[SPARK-48589][SQL][SS] Add option snapshotStartBatchId and snapshotPartitionId to state data source
What changes were proposed in this pull request?
This PR defines two new options, snapshotStartBatchId and snapshotPartitionId, for the existing state reader. Both of them should be provided at the same time.
- When there is no snapshot file at
snapshotStartBatch(note there is an off-by-one issue between version and batch Id), throw an exception. - Otherwise, the reader should continue to rebuild the state by reading delta files only, and ignore all snapshot files afterwards.
- Note that if a
batchIdoption is already specified. That batchId is the ending batchId, we should then end at that batchId. - This feature supports state generated by HDFS state store provider and RocksDB state store provider with changelog checkpointing enabled. It does not support RocksDB with changelog disabled which is the default for RocksDB.
Why are the changes needed?
Sometimes when a snapshot is corrupted, users want to bypass it when reading a later state. This PR gives user ability to specify the starting snapshot version and partition. This feature can be useful for debugging purpose.
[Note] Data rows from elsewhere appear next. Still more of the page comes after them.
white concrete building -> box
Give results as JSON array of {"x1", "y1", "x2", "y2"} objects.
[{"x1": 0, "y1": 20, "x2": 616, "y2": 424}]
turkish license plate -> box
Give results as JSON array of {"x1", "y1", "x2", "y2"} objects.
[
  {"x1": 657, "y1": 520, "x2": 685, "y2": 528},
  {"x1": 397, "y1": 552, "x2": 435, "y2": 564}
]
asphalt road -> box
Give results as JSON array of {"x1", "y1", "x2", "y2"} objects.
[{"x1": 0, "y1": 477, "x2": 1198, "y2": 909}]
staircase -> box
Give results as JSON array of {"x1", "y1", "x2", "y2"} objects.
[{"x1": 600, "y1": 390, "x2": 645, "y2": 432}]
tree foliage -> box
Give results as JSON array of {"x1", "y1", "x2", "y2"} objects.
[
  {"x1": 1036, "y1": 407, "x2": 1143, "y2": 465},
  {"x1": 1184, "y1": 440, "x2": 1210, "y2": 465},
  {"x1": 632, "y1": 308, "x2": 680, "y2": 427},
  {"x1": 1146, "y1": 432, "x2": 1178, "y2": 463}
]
Does this PR introduce any user-facing change?
No.
How was this patch tested?
Created test cases for testing edge cases for the input of new options. Created test for the new public function replayReadStateFromSnapshot. Created integration test for the new options against four stateful operators: limit, aggregation, deduplication, stream-stream join. Instead of generating states within the tests which is unstable, I prepare golden files for the integration test.
Was this patch authored or co-authored using generative AI tooling?
No.
Is there necessity to add an end-to-end test for the options? If so, I can create another PR. The way to construct it is probably by sleeping for a sufficiently long time for maintenance task to run. @anishshri-db @HeartSaVioR
@WweiL Tagging myself so it shows on my dashboard
Failure seems related to the error class related changes ?
As a summary to the above conversation, I will refactor the code based on the guideline that the APIs added by this feature should not be used by streaming queries. Therefore, it should be isolated from current code in terms of function names and logics.
Thanks for all the careful checks by @HeartSaVioR @anishshri-db @WweiL. This PR is ready to merge.
Thanks! Merging to master.